The correct answer is: D. HCM with a fasciculo-ventricular AP.

Baseline ECG shows sinus rhythm and a wide QRS complex with left bundle branch block-type morphology. A short PR interval and delta wave are present, confirming ventricular pre-excitation and excluding aberrant conduction (excludes answer A). The QRS precordial transition at V₄ and positive delta wave frontal axis localize the accessory pathway (AP) to the anterolateral right ventricle.¹ However, two additional electrocardiographic clues are important to note. In Figure 1A, pre-excitation is fixed after a premature atrial complex (PAC). In Figure 1B, the patient is in atrial fibrillation (AF) (excludes answer C). Despite varying RR intervals, pre-excitation is fixed with the same pre-excited QRS morphology as in the sinus ECG.

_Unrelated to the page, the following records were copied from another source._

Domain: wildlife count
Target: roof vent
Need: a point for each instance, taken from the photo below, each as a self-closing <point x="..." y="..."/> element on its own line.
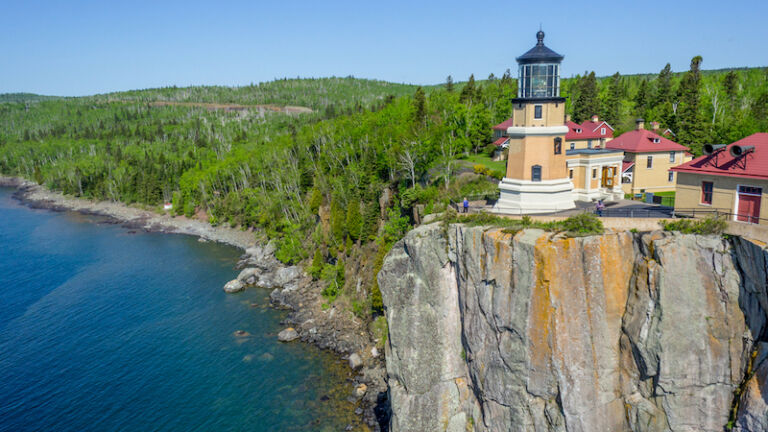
<point x="710" y="149"/>
<point x="738" y="151"/>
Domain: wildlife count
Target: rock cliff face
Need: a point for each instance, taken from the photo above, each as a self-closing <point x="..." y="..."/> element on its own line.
<point x="491" y="331"/>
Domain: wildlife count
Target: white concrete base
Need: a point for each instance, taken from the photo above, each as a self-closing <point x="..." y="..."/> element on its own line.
<point x="527" y="197"/>
<point x="605" y="194"/>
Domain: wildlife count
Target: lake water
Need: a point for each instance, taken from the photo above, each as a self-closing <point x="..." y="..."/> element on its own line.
<point x="104" y="329"/>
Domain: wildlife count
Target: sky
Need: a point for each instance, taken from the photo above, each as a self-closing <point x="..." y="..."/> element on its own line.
<point x="74" y="48"/>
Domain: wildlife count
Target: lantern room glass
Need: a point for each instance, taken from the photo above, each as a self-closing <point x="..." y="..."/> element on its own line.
<point x="540" y="80"/>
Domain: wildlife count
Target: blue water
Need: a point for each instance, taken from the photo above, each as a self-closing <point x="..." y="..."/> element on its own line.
<point x="103" y="329"/>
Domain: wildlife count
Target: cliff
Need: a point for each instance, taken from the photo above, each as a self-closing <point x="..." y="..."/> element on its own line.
<point x="493" y="331"/>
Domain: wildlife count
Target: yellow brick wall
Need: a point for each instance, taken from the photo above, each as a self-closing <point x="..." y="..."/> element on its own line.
<point x="653" y="179"/>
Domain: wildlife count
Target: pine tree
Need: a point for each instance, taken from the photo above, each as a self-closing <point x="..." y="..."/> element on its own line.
<point x="587" y="103"/>
<point x="641" y="99"/>
<point x="354" y="220"/>
<point x="612" y="104"/>
<point x="449" y="84"/>
<point x="663" y="86"/>
<point x="338" y="220"/>
<point x="468" y="93"/>
<point x="730" y="84"/>
<point x="690" y="125"/>
<point x="317" y="265"/>
<point x="419" y="107"/>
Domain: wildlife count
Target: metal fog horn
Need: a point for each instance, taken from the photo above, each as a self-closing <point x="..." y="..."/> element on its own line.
<point x="712" y="148"/>
<point x="738" y="150"/>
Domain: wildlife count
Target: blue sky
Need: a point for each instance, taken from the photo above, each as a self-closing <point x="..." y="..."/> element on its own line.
<point x="86" y="47"/>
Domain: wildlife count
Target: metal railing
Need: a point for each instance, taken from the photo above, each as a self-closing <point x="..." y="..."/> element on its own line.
<point x="724" y="213"/>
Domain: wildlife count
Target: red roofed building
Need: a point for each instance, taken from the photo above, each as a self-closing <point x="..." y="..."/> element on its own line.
<point x="592" y="133"/>
<point x="648" y="157"/>
<point x="732" y="179"/>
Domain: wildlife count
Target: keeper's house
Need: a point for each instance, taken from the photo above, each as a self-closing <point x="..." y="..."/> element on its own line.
<point x="731" y="179"/>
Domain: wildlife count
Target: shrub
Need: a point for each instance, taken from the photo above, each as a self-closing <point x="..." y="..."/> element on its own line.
<point x="334" y="276"/>
<point x="480" y="169"/>
<point x="583" y="224"/>
<point x="316" y="268"/>
<point x="315" y="200"/>
<point x="289" y="249"/>
<point x="709" y="225"/>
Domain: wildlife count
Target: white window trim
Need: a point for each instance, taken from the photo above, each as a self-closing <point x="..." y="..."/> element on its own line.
<point x="736" y="200"/>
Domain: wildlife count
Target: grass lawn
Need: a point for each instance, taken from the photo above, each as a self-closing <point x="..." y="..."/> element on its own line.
<point x="482" y="159"/>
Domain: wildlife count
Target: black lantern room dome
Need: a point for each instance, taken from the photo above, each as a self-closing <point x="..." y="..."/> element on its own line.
<point x="539" y="73"/>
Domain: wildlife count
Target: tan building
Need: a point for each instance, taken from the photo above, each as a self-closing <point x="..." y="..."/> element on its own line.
<point x="592" y="134"/>
<point x="537" y="180"/>
<point x="648" y="158"/>
<point x="595" y="174"/>
<point x="731" y="180"/>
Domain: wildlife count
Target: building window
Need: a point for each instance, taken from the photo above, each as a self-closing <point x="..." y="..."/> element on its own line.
<point x="536" y="173"/>
<point x="750" y="190"/>
<point x="706" y="193"/>
<point x="539" y="80"/>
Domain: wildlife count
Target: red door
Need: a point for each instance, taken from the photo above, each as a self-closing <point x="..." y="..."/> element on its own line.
<point x="749" y="208"/>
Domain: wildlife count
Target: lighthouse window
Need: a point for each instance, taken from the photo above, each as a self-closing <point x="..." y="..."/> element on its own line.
<point x="536" y="173"/>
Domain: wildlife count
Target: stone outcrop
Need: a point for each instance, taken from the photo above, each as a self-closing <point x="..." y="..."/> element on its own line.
<point x="495" y="331"/>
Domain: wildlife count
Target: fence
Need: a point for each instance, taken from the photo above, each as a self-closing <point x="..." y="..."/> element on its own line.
<point x="727" y="214"/>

Fixed pre-excitation in the setting of a PAC and AF with varying RR intervals is a diagnostic feature of a fasciculo-ventricular pathway (FVP). FVPs are infranodal connections between a bundle branch and the ventricular myocardium. Figure 1C shows the effect of a PAC on pre-excitation in the setting of a typical atrioventricular AP and an FVP. Typical atrioventricular APs have different refractory periods than those of the AV node (AVN). Thus, a PAC will encounter either a more refractory AVN, resulting in greater pre-excitation, or a more refractory AP, resulting in less or no pre-excitation. On the other hand, an FVP is infranodal. Hence, a PAC will conduct through the AVN unchanged and will not affect the degree of pre-excitation as seen in the current patient. Similarly, AF would have conducted variably down the AV node and typical atrioventricular AP, resulting in beat-to-beat variations in QRS morphology and degree of pre-excitation (excludes answers B and E) but fixed pre-excitation in AF with an FVP (correct answer is D).

The clinical picture of LVH and pre-excitation raises suspicion for familial forms of pre-excitation associated with LVH which include mutation in the PRKAG2 gene, Danon disease, and Fabry disease, among others.² Initially there was high suspicion for the PRKAG2 mutation because APs are prevalent in this disease and because the referring institution had diagnosed this patient as carrying the PRKAG2 mutation prior to referral. However, repeated genetic testing at the authors' institution identified a pathogenic variant in myosin essential light chain 3 (MYL3), confirming a diagnosis of HCM.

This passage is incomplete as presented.